Abdülhamit Bilici’nin ibret alınması maksadıyla Mustafa İslamoğlu’ndan aktardığı son pasaj ise şöyleydi: “Sadece Mısır’da değil her yerde bir basiret kıtlığı görüyorum. Aklımızın yerine ağzımızı koyma zaafımız, bizi perişan ediyor. Yani slogan atıyoruz. Müslümanlar olarak en büyük problemimiz bu. Duygumuzun seli, aklımızı yok ediyor. Bu yüzden plan yok, strateji yok, ince düşünce yok. Bunun yerine bağırma, slogan, görünme var. Ama bu varlar, o yokların yerini tutmuyor.

ABD ve Suud’un doğrudan desteğiyle, AB ve Rusya-İran bloğunun dolaylı onayıyla icra edilen General Sisi ve ulusalcı-sol ve Kıpti azınlık eliyle hayata geçirilen askeri darbeyi izah sadedinde Müslüman Kardeşler önderliğini “basiret kıtlığı” ile itham etmek durumun izah ve çözümünde nasıl bir yer tutar acaba? Akıl dışılık, slogancılık, hamaset, plan ve stratejiden yoksunluk vs. şeklinde arka arkaya sıralanan tahfif edici ve itibarsızlaştırıcı sıfatı Mısır’da zulme karşı izzet ve şerefle direnen Müslüman kardeşlerimiz sizce ne kadar hak ediyor?
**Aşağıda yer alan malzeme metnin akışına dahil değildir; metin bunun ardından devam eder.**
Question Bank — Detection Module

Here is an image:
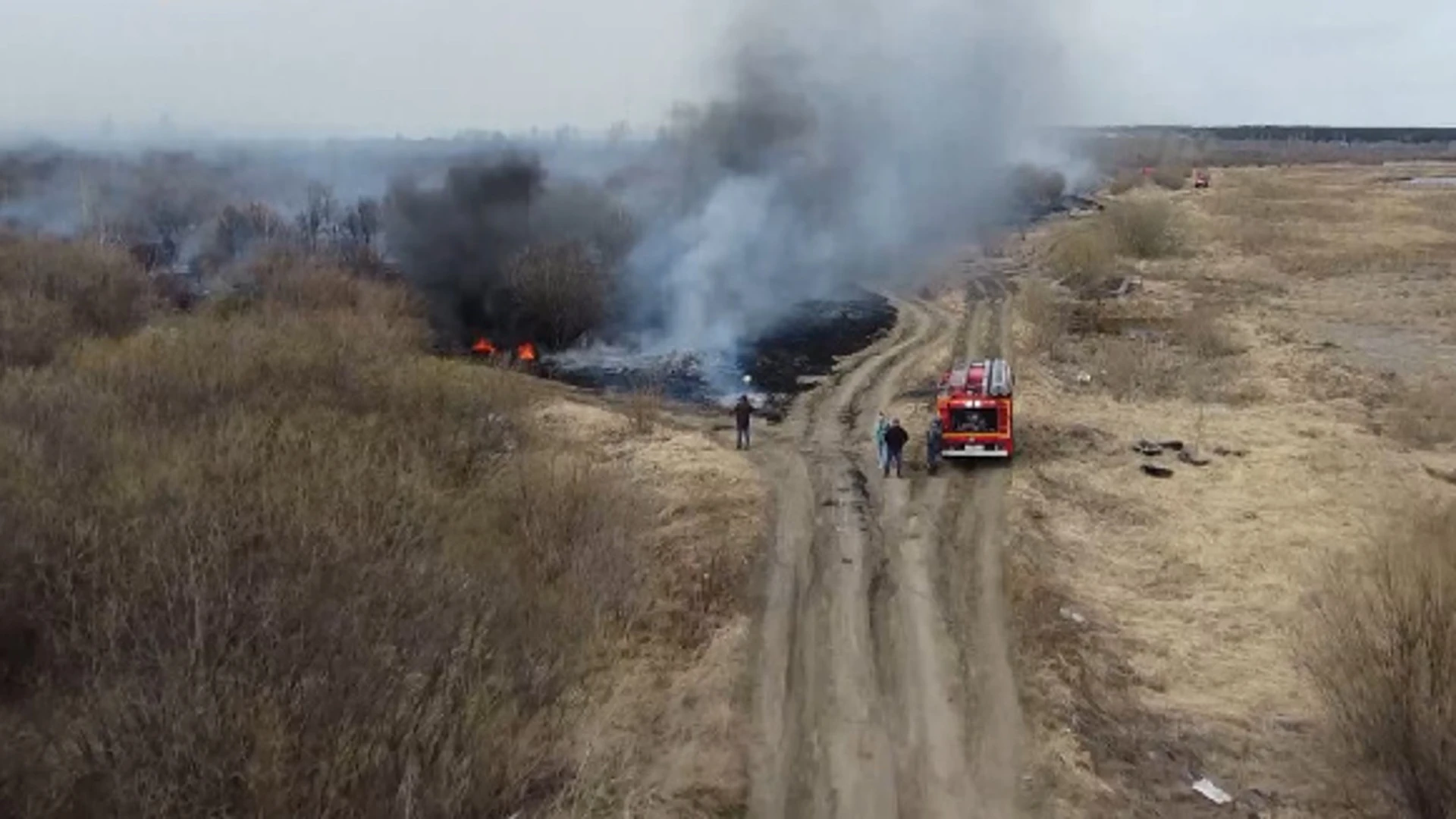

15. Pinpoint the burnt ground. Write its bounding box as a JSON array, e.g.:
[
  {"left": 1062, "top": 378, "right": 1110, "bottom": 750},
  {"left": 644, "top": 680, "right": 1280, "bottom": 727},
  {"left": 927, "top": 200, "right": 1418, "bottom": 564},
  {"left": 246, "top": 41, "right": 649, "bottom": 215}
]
[
  {"left": 738, "top": 291, "right": 896, "bottom": 394},
  {"left": 540, "top": 290, "right": 897, "bottom": 410}
]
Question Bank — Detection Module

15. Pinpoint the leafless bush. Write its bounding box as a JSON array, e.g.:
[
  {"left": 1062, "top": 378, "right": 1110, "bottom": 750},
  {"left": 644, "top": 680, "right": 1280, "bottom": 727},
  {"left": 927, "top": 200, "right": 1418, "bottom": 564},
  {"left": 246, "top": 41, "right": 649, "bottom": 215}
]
[
  {"left": 1172, "top": 305, "right": 1244, "bottom": 359},
  {"left": 1298, "top": 506, "right": 1456, "bottom": 819},
  {"left": 1013, "top": 278, "right": 1068, "bottom": 360},
  {"left": 1090, "top": 337, "right": 1195, "bottom": 400},
  {"left": 505, "top": 242, "right": 611, "bottom": 345},
  {"left": 0, "top": 256, "right": 646, "bottom": 817},
  {"left": 1106, "top": 196, "right": 1182, "bottom": 259},
  {"left": 628, "top": 373, "right": 664, "bottom": 436},
  {"left": 1153, "top": 165, "right": 1192, "bottom": 191},
  {"left": 0, "top": 239, "right": 153, "bottom": 367},
  {"left": 1046, "top": 223, "right": 1117, "bottom": 296},
  {"left": 1012, "top": 165, "right": 1067, "bottom": 213}
]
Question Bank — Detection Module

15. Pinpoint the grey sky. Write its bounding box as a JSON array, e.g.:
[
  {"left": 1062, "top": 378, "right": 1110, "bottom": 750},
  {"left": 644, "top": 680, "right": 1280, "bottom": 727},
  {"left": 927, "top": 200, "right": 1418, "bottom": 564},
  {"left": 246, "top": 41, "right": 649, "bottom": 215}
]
[{"left": 0, "top": 0, "right": 1456, "bottom": 136}]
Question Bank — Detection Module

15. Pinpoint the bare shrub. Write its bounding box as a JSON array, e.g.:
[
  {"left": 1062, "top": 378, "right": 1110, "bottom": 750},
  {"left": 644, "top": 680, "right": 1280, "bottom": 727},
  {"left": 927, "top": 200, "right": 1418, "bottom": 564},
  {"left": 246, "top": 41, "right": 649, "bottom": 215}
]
[
  {"left": 1153, "top": 165, "right": 1192, "bottom": 191},
  {"left": 1386, "top": 379, "right": 1456, "bottom": 447},
  {"left": 1298, "top": 506, "right": 1456, "bottom": 819},
  {"left": 1106, "top": 171, "right": 1146, "bottom": 196},
  {"left": 505, "top": 242, "right": 611, "bottom": 345},
  {"left": 0, "top": 239, "right": 153, "bottom": 367},
  {"left": 1013, "top": 278, "right": 1068, "bottom": 360},
  {"left": 1046, "top": 224, "right": 1117, "bottom": 294},
  {"left": 1092, "top": 337, "right": 1192, "bottom": 400},
  {"left": 0, "top": 259, "right": 649, "bottom": 816},
  {"left": 628, "top": 373, "right": 665, "bottom": 436},
  {"left": 1105, "top": 198, "right": 1182, "bottom": 259},
  {"left": 1010, "top": 165, "right": 1067, "bottom": 213}
]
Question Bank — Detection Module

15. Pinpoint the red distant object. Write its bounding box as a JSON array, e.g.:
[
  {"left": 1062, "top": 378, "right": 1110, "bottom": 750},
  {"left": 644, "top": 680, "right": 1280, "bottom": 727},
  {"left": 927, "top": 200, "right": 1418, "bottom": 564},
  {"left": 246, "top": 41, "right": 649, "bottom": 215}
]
[{"left": 935, "top": 359, "right": 1013, "bottom": 457}]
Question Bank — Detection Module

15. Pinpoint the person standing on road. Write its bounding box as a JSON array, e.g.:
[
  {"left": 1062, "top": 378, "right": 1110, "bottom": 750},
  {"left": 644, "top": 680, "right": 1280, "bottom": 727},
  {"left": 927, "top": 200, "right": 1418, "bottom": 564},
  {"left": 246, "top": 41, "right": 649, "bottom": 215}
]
[
  {"left": 875, "top": 410, "right": 890, "bottom": 469},
  {"left": 733, "top": 395, "right": 753, "bottom": 449},
  {"left": 924, "top": 416, "right": 940, "bottom": 472},
  {"left": 885, "top": 419, "right": 910, "bottom": 478}
]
İslami hareketlerin de önderlik kadrolarının da zaafları, eksikleri, kusurları az değildir elbet. İnsanın olduğu yerde her türden kusur zuhur edebilir. Ama “hırsızın hiç mi suçu yok?” dedirtecek kadar insanı çileden çıkartan bu “kritik etme hastalığı” pes doğrusu dedirtiyor.

Ne Mübarek cuntasının tasfiye süreci ne de Tantavi önderliğindeki geçici yönetim ve Mübarek artığı bürokratik kadrolarla işbirliği halinde İhvan’ın önünü kesmeye girişen sol-ulusalcı-Kıpti koalisyonuna karşı sergilenen mücadele ne kadar da çabucacık atlanabiliyor?! 
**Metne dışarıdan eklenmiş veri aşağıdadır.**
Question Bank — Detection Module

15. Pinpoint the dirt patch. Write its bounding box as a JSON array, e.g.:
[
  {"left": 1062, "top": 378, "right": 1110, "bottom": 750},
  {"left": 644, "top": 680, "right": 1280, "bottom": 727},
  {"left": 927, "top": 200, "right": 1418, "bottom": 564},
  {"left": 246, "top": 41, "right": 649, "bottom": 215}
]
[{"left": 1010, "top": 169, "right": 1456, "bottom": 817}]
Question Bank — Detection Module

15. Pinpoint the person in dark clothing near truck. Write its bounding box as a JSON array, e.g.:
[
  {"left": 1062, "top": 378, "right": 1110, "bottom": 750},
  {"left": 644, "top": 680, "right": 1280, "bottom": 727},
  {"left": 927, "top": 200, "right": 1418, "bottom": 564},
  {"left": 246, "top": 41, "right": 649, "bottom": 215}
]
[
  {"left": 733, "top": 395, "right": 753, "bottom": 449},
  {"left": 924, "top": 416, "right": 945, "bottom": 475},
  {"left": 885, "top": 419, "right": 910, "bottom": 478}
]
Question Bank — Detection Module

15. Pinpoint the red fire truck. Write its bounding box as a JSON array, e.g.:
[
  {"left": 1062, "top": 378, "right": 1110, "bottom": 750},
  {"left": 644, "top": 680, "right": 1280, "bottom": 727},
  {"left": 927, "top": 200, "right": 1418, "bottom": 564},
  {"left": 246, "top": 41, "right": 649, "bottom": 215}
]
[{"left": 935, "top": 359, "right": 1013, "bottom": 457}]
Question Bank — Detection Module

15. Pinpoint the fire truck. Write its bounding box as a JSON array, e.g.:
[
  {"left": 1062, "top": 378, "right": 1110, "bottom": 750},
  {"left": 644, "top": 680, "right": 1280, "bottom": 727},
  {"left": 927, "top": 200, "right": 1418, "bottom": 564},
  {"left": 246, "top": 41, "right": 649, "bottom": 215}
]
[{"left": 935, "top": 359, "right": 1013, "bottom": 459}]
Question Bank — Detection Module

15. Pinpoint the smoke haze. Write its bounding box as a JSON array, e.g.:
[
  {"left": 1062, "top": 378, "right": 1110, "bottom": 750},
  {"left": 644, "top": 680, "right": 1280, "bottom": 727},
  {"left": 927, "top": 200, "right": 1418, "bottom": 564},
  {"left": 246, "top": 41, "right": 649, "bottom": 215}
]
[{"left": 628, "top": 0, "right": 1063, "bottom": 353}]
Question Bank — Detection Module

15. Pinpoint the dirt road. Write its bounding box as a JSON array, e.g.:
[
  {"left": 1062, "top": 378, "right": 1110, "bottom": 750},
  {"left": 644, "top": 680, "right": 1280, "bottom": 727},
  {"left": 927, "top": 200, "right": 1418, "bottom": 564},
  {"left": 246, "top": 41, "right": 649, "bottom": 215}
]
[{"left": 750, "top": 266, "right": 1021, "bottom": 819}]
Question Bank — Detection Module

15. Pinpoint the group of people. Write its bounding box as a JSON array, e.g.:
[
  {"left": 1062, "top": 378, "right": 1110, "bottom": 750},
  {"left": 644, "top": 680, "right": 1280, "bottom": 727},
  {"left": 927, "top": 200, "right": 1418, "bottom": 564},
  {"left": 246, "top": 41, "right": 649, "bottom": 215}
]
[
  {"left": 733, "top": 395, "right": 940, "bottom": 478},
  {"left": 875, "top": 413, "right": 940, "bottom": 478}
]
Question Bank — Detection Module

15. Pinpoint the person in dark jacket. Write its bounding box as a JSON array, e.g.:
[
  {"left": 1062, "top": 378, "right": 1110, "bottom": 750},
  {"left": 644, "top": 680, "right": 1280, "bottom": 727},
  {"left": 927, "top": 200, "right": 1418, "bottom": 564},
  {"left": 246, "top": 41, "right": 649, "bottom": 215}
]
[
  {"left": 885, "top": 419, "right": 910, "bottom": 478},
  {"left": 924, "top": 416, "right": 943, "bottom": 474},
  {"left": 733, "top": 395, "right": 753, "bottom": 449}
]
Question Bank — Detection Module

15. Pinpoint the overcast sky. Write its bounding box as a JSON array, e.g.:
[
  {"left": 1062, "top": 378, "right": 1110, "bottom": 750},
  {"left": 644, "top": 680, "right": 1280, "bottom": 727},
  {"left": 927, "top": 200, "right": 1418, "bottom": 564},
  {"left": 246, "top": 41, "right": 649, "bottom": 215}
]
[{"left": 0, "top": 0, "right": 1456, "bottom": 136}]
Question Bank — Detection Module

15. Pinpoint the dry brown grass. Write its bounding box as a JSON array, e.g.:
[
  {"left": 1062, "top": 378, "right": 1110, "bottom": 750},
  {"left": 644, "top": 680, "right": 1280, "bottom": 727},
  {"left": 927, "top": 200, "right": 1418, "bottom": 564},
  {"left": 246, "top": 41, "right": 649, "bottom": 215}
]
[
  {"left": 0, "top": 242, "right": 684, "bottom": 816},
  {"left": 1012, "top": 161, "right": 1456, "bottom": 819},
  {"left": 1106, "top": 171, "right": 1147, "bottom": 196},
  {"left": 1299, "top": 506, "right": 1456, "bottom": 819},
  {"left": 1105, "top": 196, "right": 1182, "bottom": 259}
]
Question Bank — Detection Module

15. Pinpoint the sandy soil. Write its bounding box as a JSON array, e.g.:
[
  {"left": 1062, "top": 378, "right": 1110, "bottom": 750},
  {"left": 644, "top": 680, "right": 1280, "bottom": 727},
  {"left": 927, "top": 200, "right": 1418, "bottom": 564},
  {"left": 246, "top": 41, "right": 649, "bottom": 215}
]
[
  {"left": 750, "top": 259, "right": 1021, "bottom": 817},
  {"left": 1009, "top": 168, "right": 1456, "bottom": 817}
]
Sanki iktidar hevesiyle yanıp tutuşan ve hükümet olmak için koşuşan bir İhvan profili çizerek “nefis terbiyesi”ne dikkat çekilecek de fazlasıyla siyasallaşan İslamcılık siyasetine sosyal sorumlulukları hatırlatılacaktı. Maksat iyi niyetlidir mutlaka ancak yol-yöntem ve durum tespiti sizce hakikate ne kadar tekabül ediyor acaba? Ağır bedeller ödemekte tereddüt etmeyen, hakkı müdafaa hususunda sabır ve irade ortaya koyan ve böylece Mısır’ı da aşarak İslam coğrafyasındaki geniş toplum kesimlerini hem darbeci katillere karşı hem de arkasındaki ABD-Suud ittifakına karşı seferber eden bir hareketi “başarısız/basiretsiz/sloganik/iktidar heveslisi” ilan etmenin fazlasıyla tekebbür içerdiği izahtan varestedir.
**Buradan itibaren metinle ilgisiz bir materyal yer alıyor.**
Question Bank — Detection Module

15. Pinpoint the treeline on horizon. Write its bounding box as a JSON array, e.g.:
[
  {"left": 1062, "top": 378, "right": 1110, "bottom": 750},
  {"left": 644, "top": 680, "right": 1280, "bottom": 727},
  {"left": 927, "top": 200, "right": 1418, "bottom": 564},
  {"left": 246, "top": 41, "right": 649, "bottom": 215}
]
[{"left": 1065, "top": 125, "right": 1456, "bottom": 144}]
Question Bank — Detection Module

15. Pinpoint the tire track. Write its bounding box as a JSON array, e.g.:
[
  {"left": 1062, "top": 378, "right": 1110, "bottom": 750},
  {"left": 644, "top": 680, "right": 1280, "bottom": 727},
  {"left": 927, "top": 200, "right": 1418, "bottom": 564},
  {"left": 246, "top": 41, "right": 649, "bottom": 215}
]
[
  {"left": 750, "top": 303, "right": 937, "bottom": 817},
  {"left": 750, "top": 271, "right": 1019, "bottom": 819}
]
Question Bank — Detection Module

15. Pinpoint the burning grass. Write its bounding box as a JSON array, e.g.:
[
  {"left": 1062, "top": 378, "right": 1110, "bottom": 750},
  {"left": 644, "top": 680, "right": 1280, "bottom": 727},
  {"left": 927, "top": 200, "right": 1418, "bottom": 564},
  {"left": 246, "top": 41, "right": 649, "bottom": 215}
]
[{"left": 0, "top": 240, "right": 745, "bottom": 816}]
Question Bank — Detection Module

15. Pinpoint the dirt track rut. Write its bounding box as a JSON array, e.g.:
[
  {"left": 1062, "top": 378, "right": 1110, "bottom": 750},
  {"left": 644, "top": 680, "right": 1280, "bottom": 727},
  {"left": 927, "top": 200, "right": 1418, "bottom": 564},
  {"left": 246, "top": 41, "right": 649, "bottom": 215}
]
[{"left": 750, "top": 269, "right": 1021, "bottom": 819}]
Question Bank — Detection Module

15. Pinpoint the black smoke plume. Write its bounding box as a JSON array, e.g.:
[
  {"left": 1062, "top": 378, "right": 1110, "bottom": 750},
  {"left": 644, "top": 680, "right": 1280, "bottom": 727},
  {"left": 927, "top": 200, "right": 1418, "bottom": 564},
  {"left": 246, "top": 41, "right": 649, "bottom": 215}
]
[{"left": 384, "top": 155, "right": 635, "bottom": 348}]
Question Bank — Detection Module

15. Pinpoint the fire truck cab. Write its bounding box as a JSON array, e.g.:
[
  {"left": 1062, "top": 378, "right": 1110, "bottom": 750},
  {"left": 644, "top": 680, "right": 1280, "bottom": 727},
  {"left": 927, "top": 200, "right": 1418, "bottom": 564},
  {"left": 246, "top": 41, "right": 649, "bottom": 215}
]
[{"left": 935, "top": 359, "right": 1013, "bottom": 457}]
Mısır’daki darbenin yerel, bölgesel ve küresel bir ittifakla kotarıldığı, Suriye’deki sistematik katliamlarla ilişkili olduğu, Tunus ve Libya’daki despotik iktidarların yolunu tekrar açmak üzere ciddi provokasyonlar yapıldığı gözler önünde. Bütün bunların üstüne “Siyasal İslamın İflası” tezlerini güçlendirmek maksadıyla hayata geçirilen yeni projede İsrail’in güvenliği meselesinin hafife alınması ve sözkonusu analizlerde ismen dahi anılmıyor oluşu dertlerimizin çözümüne katkı sağlayacak gibi görülmüyor.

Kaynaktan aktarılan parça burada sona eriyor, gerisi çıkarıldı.